В это время Бабель ожидал разрешения на выезд за границу и на выдачу иностранной валюты, поэтому он не мог позволить себе новых волнений, подобных варшавской провокации. К 1932 году Бабель «молчал» уже шесть лет без новой книги, что совпадает с первым периодом его «ухода в народ» в «Автобиографии». В переработанном окончании «Автобиографии», которое он подготовил в том же году, он объяснял свое молчание тем, что бродит по стране и набирается сил для новой работы: «Снова настала для меня пора странствий, молчания и собирания сил. Я стою теперь перед началом новой работы»78. И все же Бабель в очередной раз оказался не в ладах с идеологической ортодоксией. Партия брала литературу под контроль так же, как и все остальные сферы жизни. От писателей требовалось подчиниться диктату социалистического реализма, который предполагал беспрекословную верность партийному контролю (партийность), демонстративное признание классового конфликта регулятором человеческих отношений (классовость), отождествление себя с народом (народность). Учреждение Союза писателей СССР привело к появлению мощного органа, способного как наказывать нерадивых членов, так и раздавать привилегии тем, кто был в фаворе у власти. Первый съезд советских писателей в 1934 году оказался историческим прощанием с остатками индивидуальной свободы и разнообразия в искусстве.

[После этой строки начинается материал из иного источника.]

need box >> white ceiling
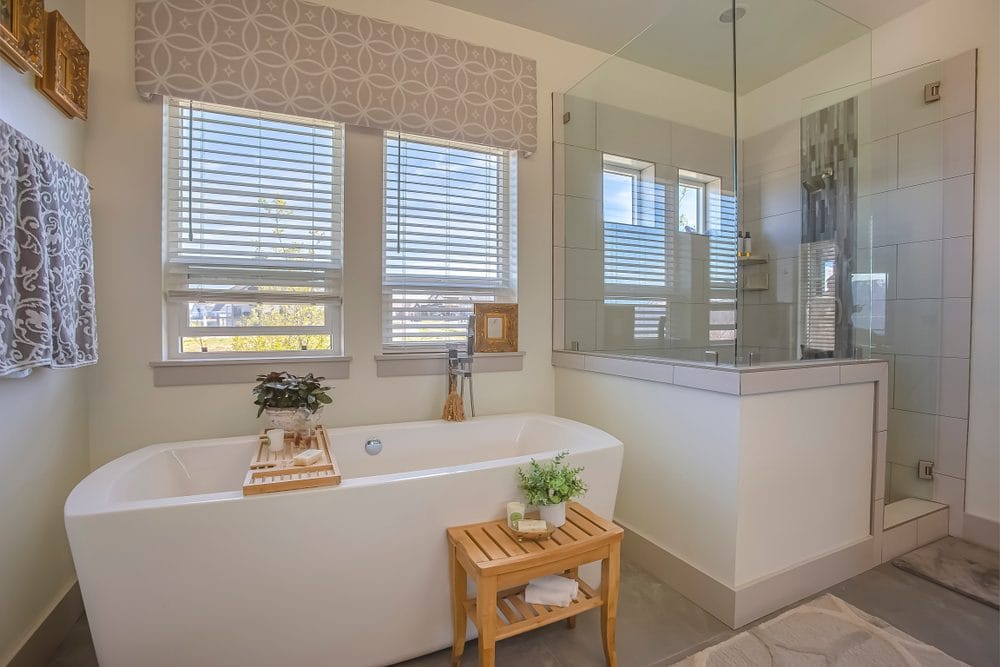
[429,0,931,90]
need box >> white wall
[82,0,609,466]
[555,369,742,586]
[0,3,91,662]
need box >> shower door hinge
[924,81,941,103]
[563,111,571,124]
[918,460,934,480]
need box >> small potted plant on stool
[517,451,587,527]
[252,371,332,444]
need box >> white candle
[266,428,285,453]
[506,501,525,530]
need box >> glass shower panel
[858,55,978,503]
[734,0,871,364]
[556,0,737,363]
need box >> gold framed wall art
[0,0,45,76]
[474,303,518,353]
[36,10,87,120]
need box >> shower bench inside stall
[446,502,623,667]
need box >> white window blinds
[383,132,516,349]
[164,98,344,304]
[799,239,838,352]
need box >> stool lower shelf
[463,577,602,641]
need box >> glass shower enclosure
[555,0,979,517]
[554,0,872,365]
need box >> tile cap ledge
[551,350,886,395]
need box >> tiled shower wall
[740,122,801,362]
[740,51,976,527]
[862,51,976,532]
[553,94,735,361]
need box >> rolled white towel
[524,575,579,608]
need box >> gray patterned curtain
[0,119,98,378]
[134,0,538,153]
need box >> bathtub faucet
[447,316,475,417]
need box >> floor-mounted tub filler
[65,413,624,667]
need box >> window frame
[380,131,517,353]
[678,177,708,235]
[161,98,345,360]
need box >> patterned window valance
[135,0,537,153]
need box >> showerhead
[801,167,834,194]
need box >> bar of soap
[292,449,322,466]
[516,519,548,533]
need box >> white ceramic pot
[538,502,567,527]
[263,408,305,432]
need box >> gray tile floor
[49,560,999,667]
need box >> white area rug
[672,594,966,666]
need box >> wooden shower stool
[446,502,623,667]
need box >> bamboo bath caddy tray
[242,425,342,496]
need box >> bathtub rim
[65,412,623,518]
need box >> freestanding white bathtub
[65,413,623,667]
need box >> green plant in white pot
[252,371,332,438]
[517,451,587,527]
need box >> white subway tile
[739,365,840,395]
[884,181,944,245]
[759,166,801,218]
[882,522,918,561]
[563,195,598,249]
[942,175,974,239]
[859,136,898,196]
[932,474,965,536]
[673,366,740,394]
[935,416,968,479]
[897,113,975,188]
[887,300,942,356]
[938,357,970,418]
[874,431,887,501]
[563,144,602,199]
[941,298,971,358]
[887,409,938,465]
[916,509,949,545]
[942,236,973,298]
[893,355,939,414]
[564,248,602,300]
[896,241,942,299]
[562,95,596,149]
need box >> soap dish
[504,520,558,542]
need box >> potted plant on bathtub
[252,371,332,438]
[517,451,587,528]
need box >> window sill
[150,355,352,387]
[375,351,525,377]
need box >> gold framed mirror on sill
[0,0,45,77]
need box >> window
[163,98,344,357]
[602,155,669,342]
[382,132,516,350]
[707,189,738,342]
[678,180,705,233]
[799,240,838,355]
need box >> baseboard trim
[621,523,878,630]
[620,523,737,627]
[6,580,83,667]
[732,537,876,627]
[963,513,1000,551]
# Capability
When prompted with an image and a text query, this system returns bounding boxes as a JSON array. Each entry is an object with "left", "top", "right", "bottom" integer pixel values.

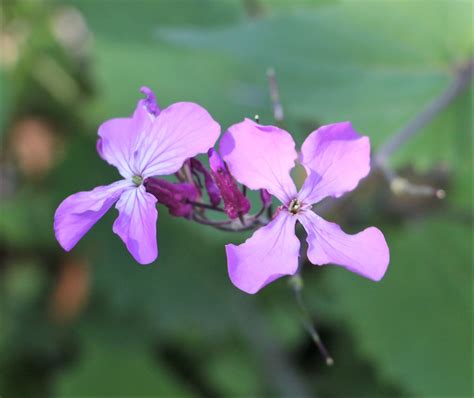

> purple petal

[
  {"left": 260, "top": 189, "right": 272, "bottom": 207},
  {"left": 54, "top": 180, "right": 132, "bottom": 251},
  {"left": 112, "top": 185, "right": 158, "bottom": 264},
  {"left": 134, "top": 102, "right": 220, "bottom": 177},
  {"left": 299, "top": 211, "right": 389, "bottom": 281},
  {"left": 98, "top": 100, "right": 153, "bottom": 178},
  {"left": 220, "top": 119, "right": 297, "bottom": 204},
  {"left": 299, "top": 122, "right": 370, "bottom": 204},
  {"left": 139, "top": 86, "right": 160, "bottom": 116},
  {"left": 226, "top": 210, "right": 300, "bottom": 294}
]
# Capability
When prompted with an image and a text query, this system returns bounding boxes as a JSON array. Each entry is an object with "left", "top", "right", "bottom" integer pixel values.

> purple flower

[
  {"left": 220, "top": 119, "right": 390, "bottom": 294},
  {"left": 208, "top": 148, "right": 251, "bottom": 219},
  {"left": 54, "top": 88, "right": 220, "bottom": 264}
]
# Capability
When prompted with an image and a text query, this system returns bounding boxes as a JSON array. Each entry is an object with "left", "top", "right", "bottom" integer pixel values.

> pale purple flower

[
  {"left": 220, "top": 119, "right": 390, "bottom": 294},
  {"left": 54, "top": 87, "right": 220, "bottom": 264}
]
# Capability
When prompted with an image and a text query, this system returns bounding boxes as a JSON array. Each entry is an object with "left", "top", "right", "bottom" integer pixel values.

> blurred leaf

[
  {"left": 204, "top": 345, "right": 264, "bottom": 396},
  {"left": 2, "top": 259, "right": 46, "bottom": 310},
  {"left": 56, "top": 325, "right": 195, "bottom": 397},
  {"left": 325, "top": 217, "right": 471, "bottom": 396},
  {"left": 158, "top": 0, "right": 472, "bottom": 149},
  {"left": 0, "top": 188, "right": 57, "bottom": 249},
  {"left": 0, "top": 69, "right": 11, "bottom": 134}
]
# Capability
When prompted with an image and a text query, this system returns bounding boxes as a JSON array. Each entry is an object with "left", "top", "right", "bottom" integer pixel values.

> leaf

[
  {"left": 158, "top": 0, "right": 472, "bottom": 150},
  {"left": 323, "top": 217, "right": 471, "bottom": 396},
  {"left": 55, "top": 325, "right": 195, "bottom": 397}
]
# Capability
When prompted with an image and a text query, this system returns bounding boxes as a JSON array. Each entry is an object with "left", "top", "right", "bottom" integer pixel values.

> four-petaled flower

[
  {"left": 54, "top": 87, "right": 220, "bottom": 264},
  {"left": 220, "top": 119, "right": 390, "bottom": 294}
]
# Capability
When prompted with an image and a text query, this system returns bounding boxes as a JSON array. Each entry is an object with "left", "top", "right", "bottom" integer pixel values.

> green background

[{"left": 1, "top": 0, "right": 472, "bottom": 397}]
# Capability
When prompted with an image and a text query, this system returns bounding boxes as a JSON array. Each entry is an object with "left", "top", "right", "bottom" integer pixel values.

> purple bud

[
  {"left": 144, "top": 177, "right": 198, "bottom": 218},
  {"left": 189, "top": 158, "right": 221, "bottom": 207},
  {"left": 139, "top": 86, "right": 160, "bottom": 116},
  {"left": 260, "top": 189, "right": 272, "bottom": 207},
  {"left": 208, "top": 149, "right": 251, "bottom": 219}
]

В своем предисловии к английскому переводу сборника рассказов Бабеля 1955 года ведущий американский критик Лайонел Триллинг назвал речь Бабеля на Первом съезде советских писателей в 1934 году «странным перформансом»:
…Под ортодоксальностью этой речи скрывается некий тайный замысел. Это чувствуется по язвительно проявляющимся в ней остаткам гуманистического уклада. Как будто юмор, часто причудливый, как будто ирония и заученное самоуничижение – это выстраданные утверждения свободы и самоценности; как будто Бабель обращается к своим коллегам-писателям на мертвом языке… [Trilling 1994: 343].

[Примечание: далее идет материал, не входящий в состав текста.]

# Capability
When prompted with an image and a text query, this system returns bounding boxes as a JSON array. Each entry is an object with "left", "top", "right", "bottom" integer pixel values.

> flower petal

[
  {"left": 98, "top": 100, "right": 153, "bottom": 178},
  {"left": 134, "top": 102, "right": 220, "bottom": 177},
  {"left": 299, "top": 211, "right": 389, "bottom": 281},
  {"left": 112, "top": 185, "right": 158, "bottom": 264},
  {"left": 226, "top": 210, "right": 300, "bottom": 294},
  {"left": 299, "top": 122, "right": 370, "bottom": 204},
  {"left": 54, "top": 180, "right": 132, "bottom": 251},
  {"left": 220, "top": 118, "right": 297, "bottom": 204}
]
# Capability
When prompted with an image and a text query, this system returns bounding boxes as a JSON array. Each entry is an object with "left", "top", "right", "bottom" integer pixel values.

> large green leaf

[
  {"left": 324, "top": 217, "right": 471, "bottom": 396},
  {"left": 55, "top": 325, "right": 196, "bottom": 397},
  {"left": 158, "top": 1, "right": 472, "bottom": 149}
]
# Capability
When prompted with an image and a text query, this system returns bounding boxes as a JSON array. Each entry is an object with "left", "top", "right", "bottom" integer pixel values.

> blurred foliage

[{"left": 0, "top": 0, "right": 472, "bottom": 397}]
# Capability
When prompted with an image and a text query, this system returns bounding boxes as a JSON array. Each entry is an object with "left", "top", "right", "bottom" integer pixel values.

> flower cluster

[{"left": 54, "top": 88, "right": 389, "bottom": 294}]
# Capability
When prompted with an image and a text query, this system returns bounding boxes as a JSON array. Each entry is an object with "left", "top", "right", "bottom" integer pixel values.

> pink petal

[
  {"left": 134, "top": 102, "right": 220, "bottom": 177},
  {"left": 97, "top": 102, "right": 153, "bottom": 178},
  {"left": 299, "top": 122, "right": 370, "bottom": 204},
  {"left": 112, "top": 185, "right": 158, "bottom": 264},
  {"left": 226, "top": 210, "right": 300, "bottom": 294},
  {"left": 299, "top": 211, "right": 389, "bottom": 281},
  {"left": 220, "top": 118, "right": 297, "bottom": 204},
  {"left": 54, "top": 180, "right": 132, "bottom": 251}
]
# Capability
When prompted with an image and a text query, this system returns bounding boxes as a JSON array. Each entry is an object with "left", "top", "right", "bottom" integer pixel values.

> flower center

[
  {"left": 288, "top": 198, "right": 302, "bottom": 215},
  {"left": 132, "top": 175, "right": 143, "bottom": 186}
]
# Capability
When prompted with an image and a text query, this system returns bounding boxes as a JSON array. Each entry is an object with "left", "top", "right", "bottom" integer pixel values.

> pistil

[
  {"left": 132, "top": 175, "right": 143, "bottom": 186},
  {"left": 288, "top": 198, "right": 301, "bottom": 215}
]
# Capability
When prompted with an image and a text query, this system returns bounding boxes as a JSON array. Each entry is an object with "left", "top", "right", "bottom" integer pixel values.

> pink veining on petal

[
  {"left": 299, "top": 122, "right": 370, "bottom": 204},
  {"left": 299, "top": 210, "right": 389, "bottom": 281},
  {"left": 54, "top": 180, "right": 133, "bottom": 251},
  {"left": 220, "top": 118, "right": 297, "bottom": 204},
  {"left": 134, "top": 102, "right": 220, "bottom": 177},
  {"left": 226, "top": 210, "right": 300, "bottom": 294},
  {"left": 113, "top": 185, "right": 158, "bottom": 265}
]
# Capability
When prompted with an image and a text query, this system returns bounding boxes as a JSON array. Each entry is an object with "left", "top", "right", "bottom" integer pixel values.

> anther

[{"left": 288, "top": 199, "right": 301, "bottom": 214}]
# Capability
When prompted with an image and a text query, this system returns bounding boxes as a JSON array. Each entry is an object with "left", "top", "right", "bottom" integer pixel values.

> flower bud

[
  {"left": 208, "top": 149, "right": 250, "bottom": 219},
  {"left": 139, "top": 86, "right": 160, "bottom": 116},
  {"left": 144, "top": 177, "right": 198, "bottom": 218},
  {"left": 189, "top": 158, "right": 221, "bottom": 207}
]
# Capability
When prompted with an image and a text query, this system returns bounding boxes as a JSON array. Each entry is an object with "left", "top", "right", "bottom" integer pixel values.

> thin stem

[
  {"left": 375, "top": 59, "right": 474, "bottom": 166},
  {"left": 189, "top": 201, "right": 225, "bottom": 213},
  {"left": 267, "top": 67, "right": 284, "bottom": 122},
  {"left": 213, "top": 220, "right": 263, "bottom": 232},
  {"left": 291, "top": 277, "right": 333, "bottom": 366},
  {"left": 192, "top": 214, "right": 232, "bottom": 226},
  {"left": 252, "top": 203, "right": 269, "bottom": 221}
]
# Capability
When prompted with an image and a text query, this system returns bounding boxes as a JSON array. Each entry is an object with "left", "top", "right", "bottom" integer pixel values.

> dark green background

Триллинг видит политические последствия в бабелевском объявлении себя «мастером молчания». По правилам требовалось восхвалять И. В. Сталина, вождя народа, объединившегося в борьбе за коммунизм, и Бабель отметил эту «единую борьбу народа», но сказал, что борьба эта – борьба с банальной пошлостью, которую он считал «контрреволюционной» [Лупполь и др. 1934: 279]. Сталин назвал писателей «инженерами человеческих душ», но Бабель напомнил слушателям, что их профессия требует «различия в чувствах, вкусах и методах работы». Сейчас волнующее время – снимаются первые строительные леса со здания социализма, но писатели не справятся со своей задачей, если будут кричать о счастье через мегафоны, как это обычно делают в эти дни в сталинской пропаганде. Если так пойдет и дальше, шутил Бабель, то признания в любви будут звучать через громкоговорители, как объявления на спортивном стадионе.

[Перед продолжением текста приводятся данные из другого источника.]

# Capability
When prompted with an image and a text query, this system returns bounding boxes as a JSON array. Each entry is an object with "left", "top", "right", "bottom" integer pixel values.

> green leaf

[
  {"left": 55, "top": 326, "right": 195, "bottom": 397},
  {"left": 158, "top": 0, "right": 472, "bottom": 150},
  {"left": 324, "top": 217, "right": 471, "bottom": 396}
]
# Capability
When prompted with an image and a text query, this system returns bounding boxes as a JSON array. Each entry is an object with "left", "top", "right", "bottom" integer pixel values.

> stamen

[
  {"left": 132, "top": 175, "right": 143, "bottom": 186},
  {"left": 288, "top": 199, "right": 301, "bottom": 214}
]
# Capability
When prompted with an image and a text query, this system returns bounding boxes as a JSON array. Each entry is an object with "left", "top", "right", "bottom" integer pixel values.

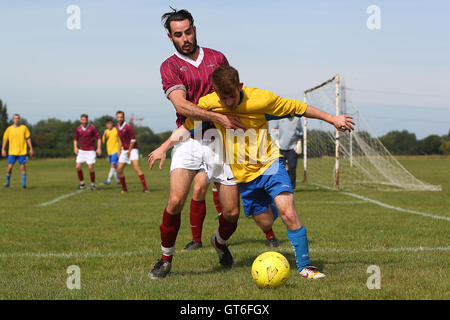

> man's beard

[{"left": 173, "top": 35, "right": 198, "bottom": 56}]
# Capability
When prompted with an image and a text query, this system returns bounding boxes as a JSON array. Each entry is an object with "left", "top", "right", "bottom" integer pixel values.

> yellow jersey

[
  {"left": 185, "top": 86, "right": 308, "bottom": 183},
  {"left": 102, "top": 127, "right": 120, "bottom": 155},
  {"left": 2, "top": 125, "right": 31, "bottom": 156}
]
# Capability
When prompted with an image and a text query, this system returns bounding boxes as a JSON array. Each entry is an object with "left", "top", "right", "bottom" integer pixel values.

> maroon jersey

[
  {"left": 74, "top": 125, "right": 100, "bottom": 151},
  {"left": 116, "top": 122, "right": 138, "bottom": 150},
  {"left": 160, "top": 47, "right": 229, "bottom": 127}
]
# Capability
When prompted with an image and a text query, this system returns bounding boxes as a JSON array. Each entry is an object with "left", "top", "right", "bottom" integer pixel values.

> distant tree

[
  {"left": 0, "top": 99, "right": 8, "bottom": 142},
  {"left": 379, "top": 130, "right": 417, "bottom": 155},
  {"left": 419, "top": 135, "right": 442, "bottom": 155}
]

Бабель вызвал своим юмористическим протестом против культа личности аплодисменты и смех, но он, несомненно, говорил искренне, когда возлагал на самих писателей ответственность за адекватное описание исторических преобразований в Советском Союзе. Прежде всего, писатели несли ответственность перед читателем (то есть не перед партией). Советский читатель требовал литературы, и в его протянутую руку нельзя было положить камень, а только «хлеб искусства». Массовая литература не годится, это должна быть качественная литература, литература идей. Писатель должен поразить читателя неожиданностью искусства. Что касается уважения к читателю, то Бабель заявил, вызвав смех аудитории: «Я заговорил об уважении к читателю. Я, пожалуй, страдаю гипертрофией этого чувства. Я к нему испытываю такое беспредельное уважение, что немею, замолкаю (смех)». (Собрание сочинений, 3: 38).